The dependence of the gas temperature T_g shown in figure 7(b) of [59] from time t is fitted by the function:

$$\begin{equation*}{T}_{\mathrm{g}}=\begin{cases}{a}_{0}+{a}_{1}t+{a}_{2}{t}^{2}+{a}_{3}{t}^{3}+{a}_{4}{t}^{4},\quad \hfill & \quad t\leqslant {t}_{\mathrm{p}\mathrm{l}}\hfill \\ {b}_{0}+{b}_{1}t+{b}_{2}{t}^{2},\quad \hfill & \quad t > {t}_{\mathrm{p}\mathrm{l}}\hfill \end{cases}\end{equation*}$$

where a₀ = 300, a₁ = 3.479 6276 × 10⁴, a₂ = 6.289 9233 × 10⁷, a₃ = −1.809 2153 × 10¹⁰, a₄ = 1.425 3195 × 10¹²; b₀ = 675.767 76, b₁ = −1.005 9133 × 10⁵, b₂ = 9.708 9841 × 10⁶; t_pl = 5 × 10⁻³ sec, t is in seconds, T_g in Kelvin.

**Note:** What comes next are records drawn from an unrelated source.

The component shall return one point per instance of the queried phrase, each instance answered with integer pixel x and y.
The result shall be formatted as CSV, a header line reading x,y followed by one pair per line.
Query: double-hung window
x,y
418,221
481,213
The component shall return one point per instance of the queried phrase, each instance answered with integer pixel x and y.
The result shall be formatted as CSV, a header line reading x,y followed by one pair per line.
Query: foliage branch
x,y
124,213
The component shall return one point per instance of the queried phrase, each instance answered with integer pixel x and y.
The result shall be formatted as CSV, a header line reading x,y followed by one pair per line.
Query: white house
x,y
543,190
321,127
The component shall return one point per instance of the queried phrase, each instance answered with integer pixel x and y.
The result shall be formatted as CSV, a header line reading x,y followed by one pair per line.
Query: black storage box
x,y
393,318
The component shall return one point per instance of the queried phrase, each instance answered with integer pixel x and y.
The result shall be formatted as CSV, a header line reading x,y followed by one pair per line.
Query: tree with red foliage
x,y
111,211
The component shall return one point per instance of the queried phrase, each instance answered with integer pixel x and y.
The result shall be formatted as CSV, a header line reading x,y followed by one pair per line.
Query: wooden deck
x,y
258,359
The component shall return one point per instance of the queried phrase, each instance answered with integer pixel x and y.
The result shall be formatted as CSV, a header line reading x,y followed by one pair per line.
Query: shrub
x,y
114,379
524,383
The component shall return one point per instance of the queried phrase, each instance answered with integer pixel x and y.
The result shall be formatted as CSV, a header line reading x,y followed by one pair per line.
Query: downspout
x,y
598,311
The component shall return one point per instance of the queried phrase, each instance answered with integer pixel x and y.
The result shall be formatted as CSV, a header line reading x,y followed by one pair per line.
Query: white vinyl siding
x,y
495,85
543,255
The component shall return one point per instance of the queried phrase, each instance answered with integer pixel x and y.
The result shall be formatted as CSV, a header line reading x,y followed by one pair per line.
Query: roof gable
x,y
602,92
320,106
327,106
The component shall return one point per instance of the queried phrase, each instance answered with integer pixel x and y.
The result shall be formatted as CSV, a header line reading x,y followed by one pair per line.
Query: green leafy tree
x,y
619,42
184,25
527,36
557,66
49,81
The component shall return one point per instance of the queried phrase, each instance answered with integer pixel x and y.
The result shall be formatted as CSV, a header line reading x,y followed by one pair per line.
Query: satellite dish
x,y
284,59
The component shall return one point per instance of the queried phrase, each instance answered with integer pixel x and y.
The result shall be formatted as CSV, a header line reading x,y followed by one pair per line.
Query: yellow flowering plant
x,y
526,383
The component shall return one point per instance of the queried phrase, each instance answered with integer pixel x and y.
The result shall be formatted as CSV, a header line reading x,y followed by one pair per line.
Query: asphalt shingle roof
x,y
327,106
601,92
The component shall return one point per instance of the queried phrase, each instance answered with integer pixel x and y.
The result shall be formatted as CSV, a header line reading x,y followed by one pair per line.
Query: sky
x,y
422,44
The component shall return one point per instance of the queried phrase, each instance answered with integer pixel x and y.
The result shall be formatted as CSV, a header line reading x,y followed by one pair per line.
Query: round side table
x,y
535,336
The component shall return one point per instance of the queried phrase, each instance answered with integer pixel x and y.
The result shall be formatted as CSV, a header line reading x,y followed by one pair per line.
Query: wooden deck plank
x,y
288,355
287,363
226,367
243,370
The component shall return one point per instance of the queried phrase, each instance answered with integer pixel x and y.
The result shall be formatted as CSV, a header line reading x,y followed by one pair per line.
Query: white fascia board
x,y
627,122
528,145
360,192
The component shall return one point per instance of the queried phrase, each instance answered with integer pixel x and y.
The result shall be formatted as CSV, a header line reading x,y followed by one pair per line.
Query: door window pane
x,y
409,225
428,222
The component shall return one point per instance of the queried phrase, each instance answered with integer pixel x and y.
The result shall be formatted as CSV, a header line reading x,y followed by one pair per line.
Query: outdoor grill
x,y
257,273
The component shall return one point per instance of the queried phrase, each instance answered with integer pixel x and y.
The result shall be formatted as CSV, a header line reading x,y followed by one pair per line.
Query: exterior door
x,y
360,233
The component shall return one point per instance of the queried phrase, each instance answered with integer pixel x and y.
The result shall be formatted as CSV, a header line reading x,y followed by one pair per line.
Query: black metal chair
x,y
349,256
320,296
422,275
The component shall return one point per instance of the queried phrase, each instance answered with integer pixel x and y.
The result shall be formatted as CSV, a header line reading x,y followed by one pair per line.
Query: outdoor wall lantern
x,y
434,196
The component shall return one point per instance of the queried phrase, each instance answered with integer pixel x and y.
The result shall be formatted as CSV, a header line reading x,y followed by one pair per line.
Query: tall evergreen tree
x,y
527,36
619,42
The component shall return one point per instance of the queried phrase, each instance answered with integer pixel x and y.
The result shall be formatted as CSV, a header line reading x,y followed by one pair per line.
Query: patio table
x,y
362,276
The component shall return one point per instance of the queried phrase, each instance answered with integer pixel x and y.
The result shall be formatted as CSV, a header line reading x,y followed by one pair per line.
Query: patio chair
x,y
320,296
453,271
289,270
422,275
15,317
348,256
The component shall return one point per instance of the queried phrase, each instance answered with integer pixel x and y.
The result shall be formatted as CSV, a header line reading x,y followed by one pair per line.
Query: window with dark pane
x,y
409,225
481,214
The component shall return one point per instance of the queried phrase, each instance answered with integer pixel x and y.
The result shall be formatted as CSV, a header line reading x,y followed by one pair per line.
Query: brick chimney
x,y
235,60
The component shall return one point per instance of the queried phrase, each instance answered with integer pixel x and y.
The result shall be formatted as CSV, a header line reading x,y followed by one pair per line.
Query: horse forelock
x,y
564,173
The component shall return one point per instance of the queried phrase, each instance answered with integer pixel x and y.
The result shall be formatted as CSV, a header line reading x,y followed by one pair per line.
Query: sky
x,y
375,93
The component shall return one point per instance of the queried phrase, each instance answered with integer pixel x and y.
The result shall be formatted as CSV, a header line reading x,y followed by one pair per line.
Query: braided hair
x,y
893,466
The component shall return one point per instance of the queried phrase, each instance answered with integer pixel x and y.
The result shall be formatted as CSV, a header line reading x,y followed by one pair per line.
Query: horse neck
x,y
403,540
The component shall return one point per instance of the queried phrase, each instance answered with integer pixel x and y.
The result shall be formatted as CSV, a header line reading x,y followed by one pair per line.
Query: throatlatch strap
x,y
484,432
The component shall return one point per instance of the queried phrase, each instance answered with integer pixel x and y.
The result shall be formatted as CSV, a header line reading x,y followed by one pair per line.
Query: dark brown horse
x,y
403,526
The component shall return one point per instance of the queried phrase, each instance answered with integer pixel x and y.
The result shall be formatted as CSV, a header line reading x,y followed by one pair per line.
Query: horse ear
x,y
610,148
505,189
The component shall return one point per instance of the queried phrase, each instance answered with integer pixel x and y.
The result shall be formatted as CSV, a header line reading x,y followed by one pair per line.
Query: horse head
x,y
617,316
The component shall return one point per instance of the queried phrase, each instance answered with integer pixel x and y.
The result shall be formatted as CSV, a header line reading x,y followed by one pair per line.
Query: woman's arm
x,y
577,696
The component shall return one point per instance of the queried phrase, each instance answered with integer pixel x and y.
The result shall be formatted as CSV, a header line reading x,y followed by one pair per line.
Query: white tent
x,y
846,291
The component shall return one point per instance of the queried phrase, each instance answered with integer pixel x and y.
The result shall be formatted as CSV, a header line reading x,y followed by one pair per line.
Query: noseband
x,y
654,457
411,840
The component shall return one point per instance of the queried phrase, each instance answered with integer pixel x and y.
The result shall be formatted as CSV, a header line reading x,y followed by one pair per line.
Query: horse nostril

The temperatures (in energy units) T_s and T_a are defined as:

$$\begin{align*}\hfill {T}_{\mathrm{s}}& ={E}_{[1,0]}{\left[\mathrm{ln}\left(\frac{2{n}_{[0,0]}}{{n}_{[1,0]}}\right)\right]}^{-1},\hfill \\ \hfill {T}_{\mathrm{a}}& ={E}_{[0,1]}{\left[\mathrm{ln}\left(\frac{{n}_{[0,0]}}{{n}_{[0,1]}}\right)\right]}^{-1},\hfill \end{align*}$$

where ${n}_{[{v}_{\mathrm{s}},{v}_{\mathrm{a}}]}$ are the number densities of the corresponding two-modes states, and ${E}_{[{v}_{\mathrm{s}},{v}_{\mathrm{a}}]}$ are their vibrational energies (E_[0,0] = 0). For the case shown in section 6 the temperatures T_a defined for the first 4 levels [0, v_a] are equal within relative difference of 3%, the same applies to T_s defined for the first 10 levels [v_s, 0].